A tight grouping of independents united on such matters as health services could operate as a 'flying column' to ambush ministers in the chamber at every opportunity to keep health at the top of the political agenda.

A health alliance grouping seems to be the most obvious platform to unite independents.

The doyen of the independents in the Oireachtas, Tony Gregory, has 20 years service in the Dail and pulled off the biggest coup ever by a TD with the Gregory Deal which resulted in Charles Haughey agreeing a #200m package to tackle disadvantage in Dublin.

He told the Irish Independent last night he would try again to form a group of independent TDs in the new Dail to work together, to make them stronger for their mutual advantage.

"At the beginning of the last Dail I called a meeting of all the independents to discuss coming together. But I might as well have been talking to the wall when it came to talking with the four TDs whom I'd describe as Fianna Fail in another guise - Fox, Blaney, Gildea and Healy-Rae," he said.

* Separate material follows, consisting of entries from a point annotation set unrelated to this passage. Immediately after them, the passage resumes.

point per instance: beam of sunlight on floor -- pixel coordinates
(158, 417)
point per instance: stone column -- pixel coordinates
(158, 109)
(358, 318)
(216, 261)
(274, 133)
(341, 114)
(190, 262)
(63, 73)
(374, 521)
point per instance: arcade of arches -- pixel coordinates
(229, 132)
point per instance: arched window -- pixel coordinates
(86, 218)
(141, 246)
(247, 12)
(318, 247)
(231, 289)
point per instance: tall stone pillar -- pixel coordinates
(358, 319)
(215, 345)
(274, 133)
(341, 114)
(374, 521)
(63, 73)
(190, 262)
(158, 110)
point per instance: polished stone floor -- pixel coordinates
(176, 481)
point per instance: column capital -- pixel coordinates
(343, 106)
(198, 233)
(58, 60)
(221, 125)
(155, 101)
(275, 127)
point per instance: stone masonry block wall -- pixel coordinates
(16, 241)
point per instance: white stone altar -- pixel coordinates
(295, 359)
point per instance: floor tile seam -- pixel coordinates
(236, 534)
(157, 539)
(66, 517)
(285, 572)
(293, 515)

But this time around, there are enough independents to form an official grouping who are not already "in cahoots" with Fianna Fail, he said.

Such an independent grouping, whether a loose alliance or a tight unit, could achieve much through co-operation, said the Dublin Central veteran.

Also, many independents, along with the Greens and Sinn Fein, could form a broader alliance which would outnumber Fine Gael and claim the right to be the main opposition grouping, he said.

He said Ruairi Quinn could then be advanced as the actual leader of the opposition and offer a real alternative on policy.

New independent TD for Dublin North Central, Finian McGrath, said last night he would be more than willing to discuss such an alliance of independents with Tony Gregory and other independents TDs such as Seamus Healy of Tipperary South.

He campaigned as a member of the Independent Health Alliance seeking better health services for patients, people with disabilities, and carers.

A new disability bill would be one of the first obvious goals to share with his new Dail colleagues, Mr McGrath said.